KPIX 5 reports that Elexis grew up with her family living on the streets, in a dugout, a car, a motel and just about anywhere else they could find shelter. She was subject to constant abuse and recalls times when she and her sister were left alone for days without food. Because of her living conditions, her immune system became highly compromised and she was often sick in bed, missing school for weeks at a time. At age 9, Elexis was rushed to the hospital because her oxygen levels were so low, she almost died.
“Just surviving in the household with two monsters, with monsters as a family, surviving in an environment like that and then being able to come out of it,” she told the news station, “I knew I had to make the best of what happened to me.”
When Elexis was 14, things started to change. Police discovered her and her sister in a car during the middle of a school day and arrested her mother. The two sisters were placed in a foster home with a woman Elexis now calls “Mema.”
Mema was Elexis’ first and only foster parent, and she has lived with her for almost four years now. Elexis acknowledged that at first she viewed foster care in a negative way, but Mema soon changed that.

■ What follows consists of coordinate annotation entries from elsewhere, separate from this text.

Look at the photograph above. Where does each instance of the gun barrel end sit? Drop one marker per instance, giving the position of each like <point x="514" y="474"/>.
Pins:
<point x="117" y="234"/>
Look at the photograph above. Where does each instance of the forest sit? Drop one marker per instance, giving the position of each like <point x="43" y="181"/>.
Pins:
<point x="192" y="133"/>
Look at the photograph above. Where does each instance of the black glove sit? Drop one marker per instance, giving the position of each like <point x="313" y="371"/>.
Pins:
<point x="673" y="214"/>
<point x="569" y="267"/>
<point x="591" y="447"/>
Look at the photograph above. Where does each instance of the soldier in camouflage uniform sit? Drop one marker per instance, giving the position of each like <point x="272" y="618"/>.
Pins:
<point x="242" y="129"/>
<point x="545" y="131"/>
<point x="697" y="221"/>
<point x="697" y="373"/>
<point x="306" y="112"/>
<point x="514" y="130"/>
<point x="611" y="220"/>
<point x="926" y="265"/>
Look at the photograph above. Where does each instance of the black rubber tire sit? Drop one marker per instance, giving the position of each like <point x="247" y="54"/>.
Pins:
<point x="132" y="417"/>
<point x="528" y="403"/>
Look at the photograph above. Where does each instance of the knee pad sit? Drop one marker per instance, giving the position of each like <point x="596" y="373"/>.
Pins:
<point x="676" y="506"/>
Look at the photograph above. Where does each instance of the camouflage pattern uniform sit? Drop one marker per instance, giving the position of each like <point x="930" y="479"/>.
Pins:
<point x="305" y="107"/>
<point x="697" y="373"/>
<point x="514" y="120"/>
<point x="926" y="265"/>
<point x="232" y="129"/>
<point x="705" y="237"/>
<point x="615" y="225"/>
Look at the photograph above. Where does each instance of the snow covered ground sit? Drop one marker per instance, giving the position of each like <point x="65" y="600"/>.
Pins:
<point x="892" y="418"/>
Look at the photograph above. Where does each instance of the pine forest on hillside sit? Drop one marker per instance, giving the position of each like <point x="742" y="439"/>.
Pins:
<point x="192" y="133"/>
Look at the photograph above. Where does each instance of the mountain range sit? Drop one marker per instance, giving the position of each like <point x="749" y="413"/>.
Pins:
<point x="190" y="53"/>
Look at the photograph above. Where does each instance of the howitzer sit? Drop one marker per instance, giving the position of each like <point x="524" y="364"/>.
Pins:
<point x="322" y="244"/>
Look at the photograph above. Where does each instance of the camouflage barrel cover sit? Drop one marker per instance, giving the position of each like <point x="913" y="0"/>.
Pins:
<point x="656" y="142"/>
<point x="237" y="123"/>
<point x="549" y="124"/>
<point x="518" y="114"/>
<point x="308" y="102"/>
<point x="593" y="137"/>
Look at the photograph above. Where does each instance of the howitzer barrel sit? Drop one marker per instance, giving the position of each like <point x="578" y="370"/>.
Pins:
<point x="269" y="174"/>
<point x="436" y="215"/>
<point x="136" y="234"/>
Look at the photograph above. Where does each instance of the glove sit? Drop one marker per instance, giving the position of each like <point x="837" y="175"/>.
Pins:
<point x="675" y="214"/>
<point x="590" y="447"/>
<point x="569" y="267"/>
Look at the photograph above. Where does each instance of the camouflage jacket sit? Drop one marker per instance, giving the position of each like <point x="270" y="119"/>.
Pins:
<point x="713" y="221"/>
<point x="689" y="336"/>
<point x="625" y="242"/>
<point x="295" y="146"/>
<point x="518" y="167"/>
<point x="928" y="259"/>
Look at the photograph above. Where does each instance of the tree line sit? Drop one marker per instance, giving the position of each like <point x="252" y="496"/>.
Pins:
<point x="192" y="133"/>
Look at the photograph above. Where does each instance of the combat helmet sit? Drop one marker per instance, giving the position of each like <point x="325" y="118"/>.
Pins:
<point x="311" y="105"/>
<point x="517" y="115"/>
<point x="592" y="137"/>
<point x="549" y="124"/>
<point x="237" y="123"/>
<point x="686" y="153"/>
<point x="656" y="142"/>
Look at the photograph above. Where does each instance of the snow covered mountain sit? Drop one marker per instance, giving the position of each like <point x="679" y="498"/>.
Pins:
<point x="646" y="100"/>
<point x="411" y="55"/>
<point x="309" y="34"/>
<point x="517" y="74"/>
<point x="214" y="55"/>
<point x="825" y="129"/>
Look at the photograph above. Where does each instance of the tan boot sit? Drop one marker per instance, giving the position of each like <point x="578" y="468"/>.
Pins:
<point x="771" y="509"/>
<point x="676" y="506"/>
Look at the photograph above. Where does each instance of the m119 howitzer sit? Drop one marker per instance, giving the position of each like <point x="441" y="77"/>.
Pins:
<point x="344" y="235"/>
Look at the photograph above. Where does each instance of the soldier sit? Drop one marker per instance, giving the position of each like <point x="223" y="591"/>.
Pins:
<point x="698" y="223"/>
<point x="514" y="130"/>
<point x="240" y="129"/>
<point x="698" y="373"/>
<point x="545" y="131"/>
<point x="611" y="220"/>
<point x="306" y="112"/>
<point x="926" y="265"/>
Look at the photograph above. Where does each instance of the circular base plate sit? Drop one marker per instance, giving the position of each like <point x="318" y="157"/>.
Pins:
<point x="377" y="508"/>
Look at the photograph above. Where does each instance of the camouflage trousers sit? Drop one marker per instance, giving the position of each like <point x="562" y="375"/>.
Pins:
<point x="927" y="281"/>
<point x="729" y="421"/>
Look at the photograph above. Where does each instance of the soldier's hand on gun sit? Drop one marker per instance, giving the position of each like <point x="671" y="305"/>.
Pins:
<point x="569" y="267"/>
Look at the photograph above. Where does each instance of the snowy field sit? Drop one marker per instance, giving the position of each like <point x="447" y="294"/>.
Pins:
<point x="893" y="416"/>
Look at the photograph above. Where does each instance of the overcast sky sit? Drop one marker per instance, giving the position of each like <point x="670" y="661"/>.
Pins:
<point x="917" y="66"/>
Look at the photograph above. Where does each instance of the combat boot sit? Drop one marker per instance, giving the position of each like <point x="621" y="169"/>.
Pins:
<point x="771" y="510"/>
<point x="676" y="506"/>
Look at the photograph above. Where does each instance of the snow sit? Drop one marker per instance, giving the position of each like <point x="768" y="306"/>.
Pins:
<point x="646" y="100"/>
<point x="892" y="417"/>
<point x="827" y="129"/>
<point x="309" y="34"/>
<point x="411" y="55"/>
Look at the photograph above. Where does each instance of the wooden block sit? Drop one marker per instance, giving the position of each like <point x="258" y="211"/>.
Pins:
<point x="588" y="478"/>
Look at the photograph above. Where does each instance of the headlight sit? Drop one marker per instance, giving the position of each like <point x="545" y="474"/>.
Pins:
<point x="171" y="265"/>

“When I started to allow Mema to help me and allow Mema to love me and be there for me, it made it much easier,” she said. “I was, like, ‘OK, this is how a family should be. This is how it should be.’”
With Mema’s help and guidance, Elexis returned to school. When she became concerned that she wouldn’t be able to keep up with students her age after being out of school for three years while homeless, Mema stepped in with some wise words of encouragement.

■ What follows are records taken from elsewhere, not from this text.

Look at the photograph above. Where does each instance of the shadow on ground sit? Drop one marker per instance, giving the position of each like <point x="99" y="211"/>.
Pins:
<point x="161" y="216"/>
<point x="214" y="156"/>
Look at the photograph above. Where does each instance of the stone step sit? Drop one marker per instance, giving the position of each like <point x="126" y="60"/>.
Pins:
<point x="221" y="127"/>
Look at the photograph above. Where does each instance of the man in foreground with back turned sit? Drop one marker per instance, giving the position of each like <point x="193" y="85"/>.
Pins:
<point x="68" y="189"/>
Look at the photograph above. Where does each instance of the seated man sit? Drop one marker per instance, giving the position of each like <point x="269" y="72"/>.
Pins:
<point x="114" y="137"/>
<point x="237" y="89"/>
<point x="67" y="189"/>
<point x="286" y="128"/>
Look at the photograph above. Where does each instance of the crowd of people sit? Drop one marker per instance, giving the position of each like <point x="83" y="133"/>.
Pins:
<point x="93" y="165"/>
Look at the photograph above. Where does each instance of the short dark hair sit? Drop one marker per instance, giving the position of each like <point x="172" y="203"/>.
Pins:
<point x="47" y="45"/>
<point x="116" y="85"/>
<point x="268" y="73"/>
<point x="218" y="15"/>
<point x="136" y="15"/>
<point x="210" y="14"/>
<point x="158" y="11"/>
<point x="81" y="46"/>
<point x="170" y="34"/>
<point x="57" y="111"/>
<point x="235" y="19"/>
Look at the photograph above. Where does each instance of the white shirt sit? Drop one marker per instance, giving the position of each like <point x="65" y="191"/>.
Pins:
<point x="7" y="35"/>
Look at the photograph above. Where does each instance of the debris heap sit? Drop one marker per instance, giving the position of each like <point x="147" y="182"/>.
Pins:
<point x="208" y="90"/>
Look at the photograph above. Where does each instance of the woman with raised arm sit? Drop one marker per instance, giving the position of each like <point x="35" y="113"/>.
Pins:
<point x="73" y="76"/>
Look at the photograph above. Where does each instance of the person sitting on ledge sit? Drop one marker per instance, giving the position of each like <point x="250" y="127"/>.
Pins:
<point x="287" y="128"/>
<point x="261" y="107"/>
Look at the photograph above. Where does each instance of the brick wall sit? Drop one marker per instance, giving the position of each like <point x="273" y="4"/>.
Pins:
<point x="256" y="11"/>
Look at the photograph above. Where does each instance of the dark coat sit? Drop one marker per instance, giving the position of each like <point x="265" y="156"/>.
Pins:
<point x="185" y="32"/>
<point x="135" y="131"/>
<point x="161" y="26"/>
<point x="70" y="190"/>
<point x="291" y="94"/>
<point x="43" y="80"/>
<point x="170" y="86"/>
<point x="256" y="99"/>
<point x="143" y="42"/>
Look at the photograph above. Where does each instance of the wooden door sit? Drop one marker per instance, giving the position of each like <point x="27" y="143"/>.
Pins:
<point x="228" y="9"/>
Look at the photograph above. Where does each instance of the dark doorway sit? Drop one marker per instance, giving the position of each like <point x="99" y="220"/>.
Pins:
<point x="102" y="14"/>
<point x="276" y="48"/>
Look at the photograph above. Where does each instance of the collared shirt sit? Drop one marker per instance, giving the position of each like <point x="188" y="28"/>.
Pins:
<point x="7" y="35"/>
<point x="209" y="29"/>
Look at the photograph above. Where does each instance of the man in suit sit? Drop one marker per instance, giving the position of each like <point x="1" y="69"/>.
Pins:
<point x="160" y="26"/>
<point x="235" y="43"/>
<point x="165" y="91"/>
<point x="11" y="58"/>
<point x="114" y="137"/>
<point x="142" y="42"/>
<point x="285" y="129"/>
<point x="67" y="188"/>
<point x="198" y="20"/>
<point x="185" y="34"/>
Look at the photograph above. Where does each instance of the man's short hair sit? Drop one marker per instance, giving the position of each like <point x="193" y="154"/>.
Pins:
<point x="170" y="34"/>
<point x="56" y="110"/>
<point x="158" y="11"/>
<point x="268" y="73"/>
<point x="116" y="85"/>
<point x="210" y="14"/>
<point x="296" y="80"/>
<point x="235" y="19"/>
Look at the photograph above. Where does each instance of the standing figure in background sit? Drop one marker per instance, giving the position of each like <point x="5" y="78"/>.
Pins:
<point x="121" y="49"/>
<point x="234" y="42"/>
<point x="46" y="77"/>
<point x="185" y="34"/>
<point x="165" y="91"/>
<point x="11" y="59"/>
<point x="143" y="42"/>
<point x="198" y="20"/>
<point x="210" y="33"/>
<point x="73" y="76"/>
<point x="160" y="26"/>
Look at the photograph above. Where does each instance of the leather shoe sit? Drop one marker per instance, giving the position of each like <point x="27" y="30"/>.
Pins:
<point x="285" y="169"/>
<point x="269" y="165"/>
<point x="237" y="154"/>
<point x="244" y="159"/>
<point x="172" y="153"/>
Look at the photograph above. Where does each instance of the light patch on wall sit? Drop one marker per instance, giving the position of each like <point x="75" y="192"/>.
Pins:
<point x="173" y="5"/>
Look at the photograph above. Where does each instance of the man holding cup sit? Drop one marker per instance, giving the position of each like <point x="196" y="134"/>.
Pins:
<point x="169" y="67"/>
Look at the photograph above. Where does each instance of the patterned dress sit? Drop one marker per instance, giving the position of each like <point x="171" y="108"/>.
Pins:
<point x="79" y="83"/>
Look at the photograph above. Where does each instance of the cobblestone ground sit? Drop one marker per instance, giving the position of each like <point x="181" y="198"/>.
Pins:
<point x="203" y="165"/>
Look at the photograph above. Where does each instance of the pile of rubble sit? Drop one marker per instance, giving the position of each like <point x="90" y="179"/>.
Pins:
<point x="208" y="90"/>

“I’m telling her, ‘You don’t allow your past to dictate your future,’” said Mema. “‘What’s happened to you, yes it’s happened, but right now you focus on yourself.’”
Elexis was able to do that and became motivated to keep her GPA high in order to get into a great college or university.
And for the first time, she can honestly say, “Life is great.”
“I see success, I see happiness and I see peace,” Elexis told the news station.